世界面

タイモン・スクリーチの本のなかにこうあった。(「序」より)

 司馬江漢が御婦人に
「これが世界の図じゃ」
と見せていると、インドあたりを見ていた婦人、

「極楽というところはいずくにござります?私はどふぞ活きて極楽へ参りとうございます」と聞く。

 江漢、「この世界の図は丸いものじゃ。その外は天でござる。この様なる世界が天のなかにはいくつもござります。其うちに極楽世界がありて、この丸いと丸とのあいだがはなれてあるところは、みな天でござる。爰で活きて歩ていかれぬ」と答える。

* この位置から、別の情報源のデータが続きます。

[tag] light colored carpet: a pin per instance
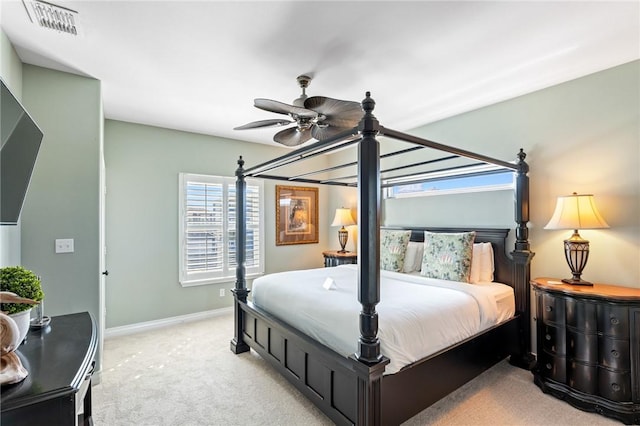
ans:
(186, 375)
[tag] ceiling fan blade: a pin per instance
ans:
(337, 112)
(264, 123)
(292, 136)
(325, 132)
(282, 108)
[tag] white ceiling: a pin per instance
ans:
(197, 66)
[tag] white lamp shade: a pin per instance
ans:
(576, 212)
(343, 218)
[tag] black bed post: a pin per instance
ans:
(521, 270)
(240, 291)
(372, 363)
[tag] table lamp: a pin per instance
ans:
(343, 218)
(576, 212)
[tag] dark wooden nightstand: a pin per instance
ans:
(588, 346)
(335, 258)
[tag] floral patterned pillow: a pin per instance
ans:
(447, 256)
(393, 246)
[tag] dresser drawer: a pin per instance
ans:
(552, 308)
(583, 377)
(581, 315)
(613, 321)
(614, 353)
(554, 340)
(614, 386)
(582, 347)
(553, 367)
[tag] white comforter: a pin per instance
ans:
(418, 316)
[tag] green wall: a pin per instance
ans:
(142, 164)
(63, 196)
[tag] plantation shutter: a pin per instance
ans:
(208, 251)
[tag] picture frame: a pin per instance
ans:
(296, 215)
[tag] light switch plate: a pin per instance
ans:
(64, 245)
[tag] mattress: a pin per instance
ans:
(417, 316)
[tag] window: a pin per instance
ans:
(208, 229)
(483, 178)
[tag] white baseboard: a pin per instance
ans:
(165, 322)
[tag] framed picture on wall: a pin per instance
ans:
(296, 215)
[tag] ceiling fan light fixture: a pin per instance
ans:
(53, 17)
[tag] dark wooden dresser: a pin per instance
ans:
(60, 361)
(335, 258)
(588, 346)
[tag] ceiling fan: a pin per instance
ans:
(317, 117)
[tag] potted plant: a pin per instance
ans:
(23, 283)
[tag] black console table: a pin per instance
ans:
(60, 360)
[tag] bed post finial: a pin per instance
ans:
(240, 292)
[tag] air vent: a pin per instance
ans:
(51, 16)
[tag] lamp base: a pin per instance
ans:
(573, 281)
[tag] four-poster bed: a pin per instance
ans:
(355, 389)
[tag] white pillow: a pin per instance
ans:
(487, 267)
(476, 261)
(413, 257)
(482, 263)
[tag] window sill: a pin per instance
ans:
(209, 281)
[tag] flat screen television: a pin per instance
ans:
(20, 138)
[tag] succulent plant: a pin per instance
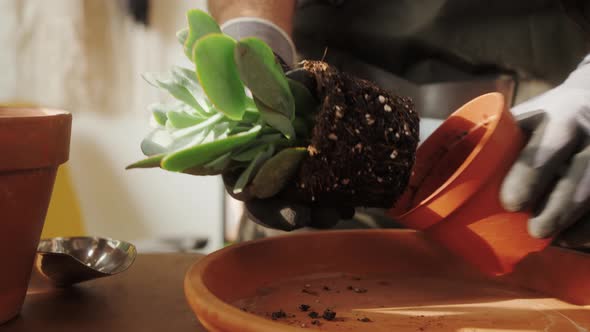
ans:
(235, 111)
(314, 134)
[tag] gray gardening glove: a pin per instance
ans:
(552, 173)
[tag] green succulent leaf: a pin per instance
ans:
(182, 35)
(165, 140)
(276, 172)
(153, 161)
(200, 154)
(263, 75)
(176, 89)
(200, 24)
(183, 119)
(276, 119)
(160, 117)
(215, 167)
(219, 76)
(252, 168)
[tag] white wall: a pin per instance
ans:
(86, 56)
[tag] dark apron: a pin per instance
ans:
(457, 49)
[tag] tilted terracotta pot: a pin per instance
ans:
(453, 195)
(33, 143)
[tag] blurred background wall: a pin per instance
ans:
(86, 56)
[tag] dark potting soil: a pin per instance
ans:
(363, 142)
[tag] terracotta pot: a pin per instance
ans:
(453, 195)
(33, 143)
(400, 281)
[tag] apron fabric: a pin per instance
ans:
(425, 41)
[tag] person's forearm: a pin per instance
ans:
(280, 12)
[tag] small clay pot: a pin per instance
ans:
(453, 195)
(33, 143)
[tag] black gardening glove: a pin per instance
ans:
(284, 212)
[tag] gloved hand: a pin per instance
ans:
(552, 173)
(282, 212)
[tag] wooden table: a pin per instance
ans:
(148, 296)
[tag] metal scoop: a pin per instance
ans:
(67, 261)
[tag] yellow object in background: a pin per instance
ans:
(64, 217)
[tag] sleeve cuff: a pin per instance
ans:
(267, 31)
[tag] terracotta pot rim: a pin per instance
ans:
(494, 120)
(29, 112)
(34, 137)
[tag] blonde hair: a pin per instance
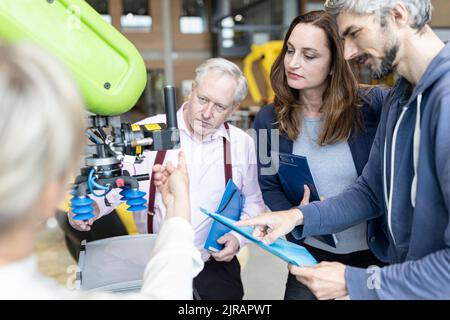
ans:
(41, 127)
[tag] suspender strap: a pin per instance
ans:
(152, 191)
(161, 155)
(227, 157)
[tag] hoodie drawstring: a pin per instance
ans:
(417, 132)
(389, 195)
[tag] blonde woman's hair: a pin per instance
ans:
(41, 127)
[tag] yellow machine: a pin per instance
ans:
(265, 54)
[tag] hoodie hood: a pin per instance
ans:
(437, 68)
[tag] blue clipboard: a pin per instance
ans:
(231, 207)
(288, 251)
(294, 173)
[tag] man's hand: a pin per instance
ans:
(326, 280)
(83, 226)
(272, 225)
(231, 248)
(173, 183)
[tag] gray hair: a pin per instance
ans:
(41, 127)
(420, 10)
(226, 67)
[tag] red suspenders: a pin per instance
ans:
(228, 167)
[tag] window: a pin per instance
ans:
(136, 16)
(239, 24)
(101, 6)
(194, 17)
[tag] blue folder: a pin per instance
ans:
(294, 173)
(231, 207)
(288, 251)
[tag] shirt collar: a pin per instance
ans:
(222, 132)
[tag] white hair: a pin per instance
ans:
(420, 10)
(226, 67)
(41, 127)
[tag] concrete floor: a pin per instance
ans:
(263, 274)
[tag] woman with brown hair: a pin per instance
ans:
(321, 113)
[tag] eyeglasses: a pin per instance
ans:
(204, 102)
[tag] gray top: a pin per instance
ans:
(333, 171)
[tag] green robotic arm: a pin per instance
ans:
(111, 76)
(106, 66)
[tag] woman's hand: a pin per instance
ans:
(173, 183)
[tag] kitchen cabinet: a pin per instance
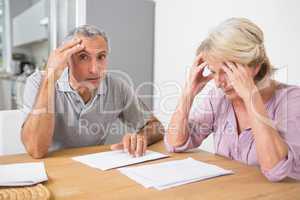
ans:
(5, 94)
(31, 25)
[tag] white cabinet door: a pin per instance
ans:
(5, 97)
(31, 25)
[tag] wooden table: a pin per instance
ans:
(69, 179)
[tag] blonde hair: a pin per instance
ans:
(238, 40)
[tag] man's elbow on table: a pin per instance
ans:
(34, 149)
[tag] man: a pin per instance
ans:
(75, 102)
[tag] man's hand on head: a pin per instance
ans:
(58, 58)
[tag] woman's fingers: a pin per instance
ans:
(198, 60)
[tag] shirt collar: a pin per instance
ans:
(64, 85)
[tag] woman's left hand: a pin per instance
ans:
(241, 80)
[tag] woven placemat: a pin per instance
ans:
(36, 192)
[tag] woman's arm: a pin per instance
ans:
(178, 129)
(270, 147)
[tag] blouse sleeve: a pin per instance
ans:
(287, 119)
(200, 124)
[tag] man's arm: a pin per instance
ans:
(153, 130)
(37, 131)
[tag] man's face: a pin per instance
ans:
(88, 67)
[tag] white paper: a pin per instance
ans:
(114, 159)
(173, 173)
(22, 174)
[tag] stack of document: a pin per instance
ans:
(115, 159)
(173, 173)
(22, 174)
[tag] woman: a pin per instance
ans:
(254, 118)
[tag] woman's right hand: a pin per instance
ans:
(58, 58)
(196, 80)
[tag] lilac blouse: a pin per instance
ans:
(216, 115)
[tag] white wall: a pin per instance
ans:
(182, 24)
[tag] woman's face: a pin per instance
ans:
(221, 78)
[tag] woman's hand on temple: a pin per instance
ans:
(241, 80)
(196, 80)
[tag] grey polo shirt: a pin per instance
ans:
(79, 124)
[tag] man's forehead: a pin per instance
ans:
(93, 44)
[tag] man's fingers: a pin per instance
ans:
(117, 146)
(145, 144)
(73, 50)
(133, 143)
(126, 143)
(139, 147)
(69, 44)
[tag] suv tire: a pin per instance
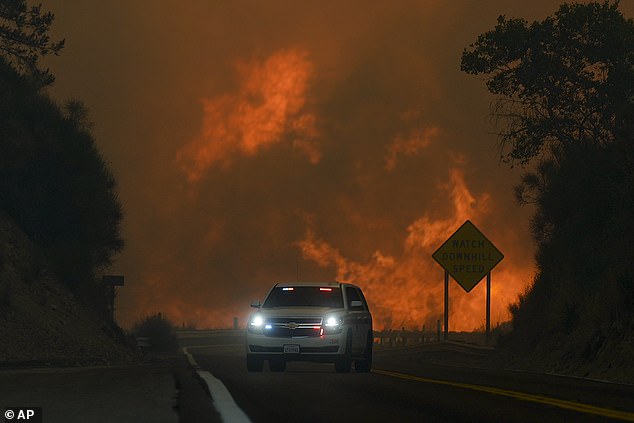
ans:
(364, 364)
(344, 364)
(254, 364)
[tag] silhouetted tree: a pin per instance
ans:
(24, 38)
(563, 81)
(565, 90)
(55, 183)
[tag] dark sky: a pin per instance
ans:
(255, 142)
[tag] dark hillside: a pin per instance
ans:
(41, 322)
(565, 105)
(55, 184)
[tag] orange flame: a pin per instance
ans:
(269, 105)
(417, 140)
(408, 291)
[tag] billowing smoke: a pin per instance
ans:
(257, 142)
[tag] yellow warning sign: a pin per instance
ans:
(468, 256)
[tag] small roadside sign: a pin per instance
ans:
(468, 256)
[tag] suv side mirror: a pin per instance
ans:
(356, 305)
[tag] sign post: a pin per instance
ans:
(468, 256)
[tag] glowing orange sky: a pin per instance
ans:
(257, 141)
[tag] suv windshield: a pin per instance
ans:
(304, 296)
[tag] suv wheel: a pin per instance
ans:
(254, 364)
(364, 364)
(344, 364)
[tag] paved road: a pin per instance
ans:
(409, 386)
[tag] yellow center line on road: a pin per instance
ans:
(569, 405)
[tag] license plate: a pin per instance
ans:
(291, 349)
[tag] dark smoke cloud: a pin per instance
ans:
(376, 132)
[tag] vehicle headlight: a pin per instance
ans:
(332, 324)
(256, 323)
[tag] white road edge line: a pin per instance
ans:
(222, 399)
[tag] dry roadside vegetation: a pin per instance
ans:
(41, 322)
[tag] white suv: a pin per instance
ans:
(322, 322)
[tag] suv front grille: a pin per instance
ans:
(285, 327)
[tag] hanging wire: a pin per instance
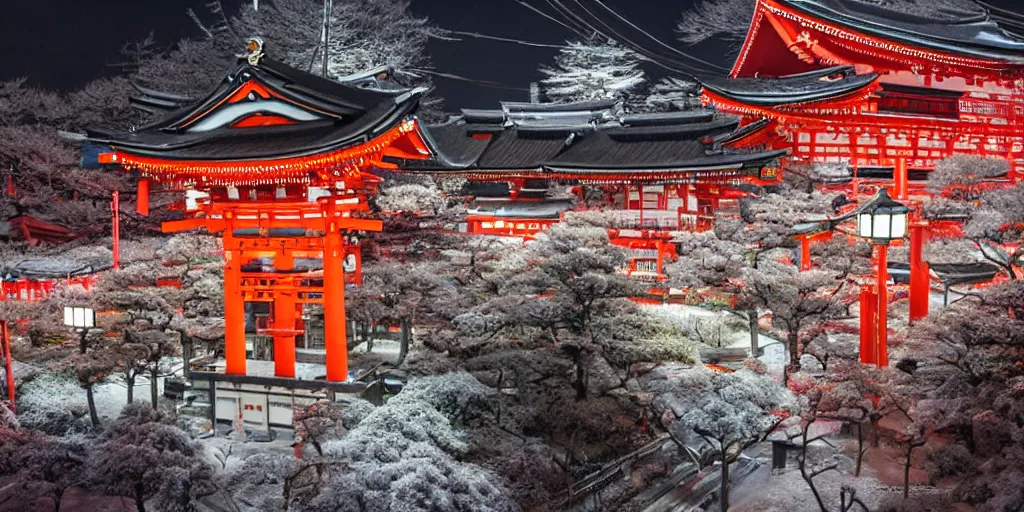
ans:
(658, 41)
(608, 32)
(452, 76)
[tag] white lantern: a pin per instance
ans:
(80, 317)
(883, 219)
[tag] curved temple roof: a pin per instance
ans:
(802, 88)
(975, 35)
(547, 138)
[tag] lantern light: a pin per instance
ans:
(80, 317)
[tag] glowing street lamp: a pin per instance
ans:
(882, 220)
(80, 317)
(82, 320)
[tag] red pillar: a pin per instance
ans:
(882, 350)
(116, 229)
(920, 282)
(142, 198)
(900, 180)
(660, 257)
(284, 341)
(805, 253)
(867, 302)
(335, 340)
(235, 310)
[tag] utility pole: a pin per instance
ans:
(116, 228)
(328, 7)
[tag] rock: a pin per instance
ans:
(642, 368)
(487, 378)
(602, 378)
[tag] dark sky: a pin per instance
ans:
(61, 44)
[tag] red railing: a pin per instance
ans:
(35, 290)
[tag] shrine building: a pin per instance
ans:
(887, 91)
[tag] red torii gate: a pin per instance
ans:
(280, 161)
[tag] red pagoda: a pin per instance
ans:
(887, 91)
(275, 161)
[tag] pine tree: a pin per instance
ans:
(592, 71)
(672, 93)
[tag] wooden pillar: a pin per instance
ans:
(920, 282)
(116, 229)
(142, 197)
(335, 341)
(901, 178)
(284, 340)
(640, 194)
(867, 302)
(235, 308)
(882, 350)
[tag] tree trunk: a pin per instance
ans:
(154, 372)
(724, 500)
(186, 351)
(407, 336)
(752, 322)
(139, 500)
(130, 382)
(92, 406)
(906, 471)
(581, 376)
(793, 345)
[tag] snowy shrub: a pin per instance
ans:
(354, 412)
(472, 324)
(401, 457)
(950, 460)
(50, 402)
(257, 483)
(453, 394)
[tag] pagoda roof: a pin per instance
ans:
(302, 114)
(581, 138)
(547, 209)
(802, 88)
(968, 33)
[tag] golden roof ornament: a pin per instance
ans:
(255, 50)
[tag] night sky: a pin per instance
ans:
(62, 44)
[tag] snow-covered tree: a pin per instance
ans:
(672, 93)
(144, 457)
(588, 71)
(728, 411)
(50, 466)
(796, 299)
(402, 453)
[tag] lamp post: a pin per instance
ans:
(882, 220)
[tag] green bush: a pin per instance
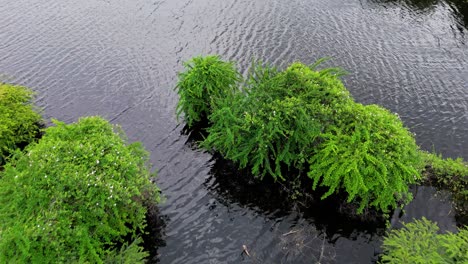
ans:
(369, 154)
(19, 122)
(74, 195)
(419, 243)
(451, 174)
(278, 120)
(204, 81)
(306, 119)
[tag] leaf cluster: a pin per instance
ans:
(304, 118)
(204, 81)
(19, 120)
(369, 154)
(419, 242)
(277, 120)
(451, 174)
(74, 195)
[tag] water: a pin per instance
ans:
(119, 59)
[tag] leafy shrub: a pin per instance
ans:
(19, 122)
(451, 174)
(74, 195)
(278, 120)
(369, 154)
(419, 242)
(306, 119)
(204, 81)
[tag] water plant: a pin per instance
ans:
(304, 118)
(450, 174)
(77, 195)
(204, 81)
(370, 155)
(420, 242)
(19, 120)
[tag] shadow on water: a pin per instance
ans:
(459, 8)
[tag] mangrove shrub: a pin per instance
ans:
(19, 121)
(204, 81)
(451, 174)
(368, 153)
(305, 119)
(419, 242)
(74, 195)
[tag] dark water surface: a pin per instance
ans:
(119, 59)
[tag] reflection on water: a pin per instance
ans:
(120, 59)
(458, 8)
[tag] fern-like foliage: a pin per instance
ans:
(369, 154)
(19, 120)
(418, 242)
(278, 118)
(204, 82)
(305, 118)
(73, 195)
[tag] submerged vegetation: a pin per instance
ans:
(203, 83)
(80, 191)
(305, 119)
(19, 121)
(420, 242)
(79, 194)
(449, 174)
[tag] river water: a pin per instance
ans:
(120, 58)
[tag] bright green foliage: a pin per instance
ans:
(419, 243)
(204, 81)
(369, 154)
(278, 120)
(19, 122)
(306, 119)
(451, 174)
(73, 195)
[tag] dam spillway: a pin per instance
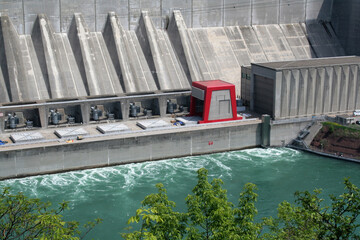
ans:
(80, 57)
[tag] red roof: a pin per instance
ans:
(212, 84)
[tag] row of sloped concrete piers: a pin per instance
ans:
(51, 65)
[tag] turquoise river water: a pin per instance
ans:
(114, 193)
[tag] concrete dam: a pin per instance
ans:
(131, 59)
(115, 47)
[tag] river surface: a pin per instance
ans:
(114, 193)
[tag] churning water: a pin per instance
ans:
(114, 193)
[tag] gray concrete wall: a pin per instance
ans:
(127, 149)
(197, 13)
(282, 133)
(346, 21)
(314, 91)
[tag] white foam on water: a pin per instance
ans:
(126, 177)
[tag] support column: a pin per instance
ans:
(43, 115)
(125, 109)
(162, 105)
(265, 130)
(85, 112)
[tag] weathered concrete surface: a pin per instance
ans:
(86, 62)
(23, 81)
(93, 59)
(309, 87)
(219, 53)
(345, 19)
(128, 59)
(129, 148)
(281, 134)
(167, 71)
(57, 61)
(197, 13)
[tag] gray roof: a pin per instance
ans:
(316, 62)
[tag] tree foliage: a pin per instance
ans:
(26, 218)
(211, 216)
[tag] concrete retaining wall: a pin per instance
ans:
(80, 155)
(281, 134)
(197, 13)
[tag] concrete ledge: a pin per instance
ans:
(127, 149)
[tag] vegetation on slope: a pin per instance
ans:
(336, 139)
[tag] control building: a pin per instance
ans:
(306, 88)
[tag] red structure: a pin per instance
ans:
(214, 100)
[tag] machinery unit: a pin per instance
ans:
(12, 121)
(170, 107)
(96, 113)
(55, 117)
(134, 110)
(214, 100)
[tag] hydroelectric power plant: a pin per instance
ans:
(86, 84)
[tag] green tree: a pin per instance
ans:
(158, 219)
(26, 218)
(246, 227)
(211, 216)
(210, 213)
(311, 219)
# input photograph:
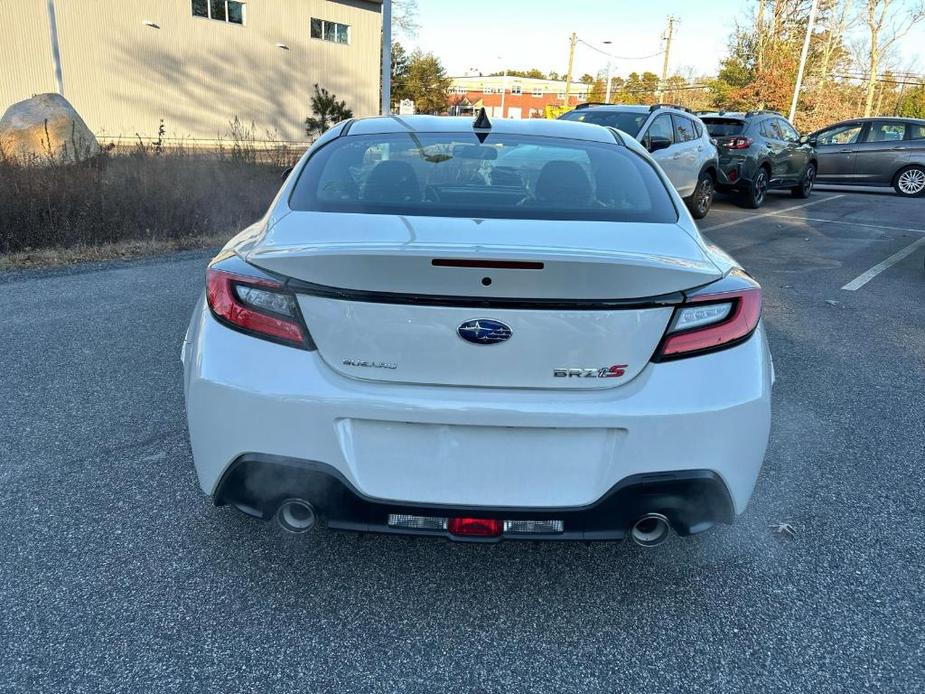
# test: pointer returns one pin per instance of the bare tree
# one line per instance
(835, 30)
(405, 18)
(885, 30)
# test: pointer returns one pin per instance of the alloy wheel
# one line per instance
(911, 181)
(809, 180)
(704, 196)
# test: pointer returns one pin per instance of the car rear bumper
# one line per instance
(467, 447)
(691, 500)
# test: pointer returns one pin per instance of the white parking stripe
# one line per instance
(866, 277)
(848, 222)
(773, 213)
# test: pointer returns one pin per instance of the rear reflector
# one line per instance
(476, 527)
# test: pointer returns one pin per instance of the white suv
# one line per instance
(676, 138)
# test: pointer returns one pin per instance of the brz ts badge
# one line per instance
(614, 371)
(370, 364)
(484, 331)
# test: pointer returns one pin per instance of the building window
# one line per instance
(330, 31)
(229, 11)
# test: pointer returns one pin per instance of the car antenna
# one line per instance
(482, 123)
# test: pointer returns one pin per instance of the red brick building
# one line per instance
(524, 97)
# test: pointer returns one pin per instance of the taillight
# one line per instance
(737, 143)
(716, 317)
(257, 305)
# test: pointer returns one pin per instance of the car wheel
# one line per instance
(910, 182)
(805, 186)
(702, 198)
(756, 193)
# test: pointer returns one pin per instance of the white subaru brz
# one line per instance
(479, 331)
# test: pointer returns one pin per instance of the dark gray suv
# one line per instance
(760, 150)
(873, 152)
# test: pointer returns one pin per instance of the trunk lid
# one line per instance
(507, 303)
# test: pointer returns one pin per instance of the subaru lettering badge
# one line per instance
(484, 331)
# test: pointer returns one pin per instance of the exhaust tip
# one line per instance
(296, 516)
(650, 530)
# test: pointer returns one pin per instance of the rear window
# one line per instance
(621, 120)
(724, 127)
(506, 177)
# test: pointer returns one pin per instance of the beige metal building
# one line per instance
(196, 64)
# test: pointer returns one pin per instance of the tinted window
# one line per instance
(621, 120)
(724, 127)
(787, 131)
(886, 131)
(506, 177)
(839, 135)
(662, 128)
(683, 129)
(769, 129)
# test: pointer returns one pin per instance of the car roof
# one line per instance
(539, 127)
(732, 115)
(630, 108)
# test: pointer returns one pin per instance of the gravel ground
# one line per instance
(118, 575)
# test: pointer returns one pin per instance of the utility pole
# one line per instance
(609, 70)
(572, 40)
(503, 84)
(806, 39)
(386, 106)
(55, 49)
(759, 28)
(667, 37)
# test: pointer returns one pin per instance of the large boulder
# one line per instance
(46, 129)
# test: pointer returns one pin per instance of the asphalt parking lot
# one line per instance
(118, 575)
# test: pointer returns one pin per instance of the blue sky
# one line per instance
(534, 33)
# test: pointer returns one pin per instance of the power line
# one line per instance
(618, 57)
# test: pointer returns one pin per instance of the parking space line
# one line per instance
(772, 213)
(881, 227)
(866, 277)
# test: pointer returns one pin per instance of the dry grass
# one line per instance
(120, 250)
(149, 199)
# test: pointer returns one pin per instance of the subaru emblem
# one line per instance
(484, 331)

 この場面をスクリーチは江戸の「面的な世界像」と西欧の「ユニタリーな世界像」とがぶつかりあおうとしていると見る。
  「面的」とは「プレイナー」と表記されているので、plainerか。
「ユニタリー」とはunitaryで、「単一面」ともいわれる(p.11)。
 一元論・一神教的な世界像と、絵巻物的・襞的な世界像ともいえるだろうか。
 とにかく、婦人が極楽の場所をきいたのには、江漢が世界の全てがここにあると豪語したせいもあったろうが、それにしても面白し。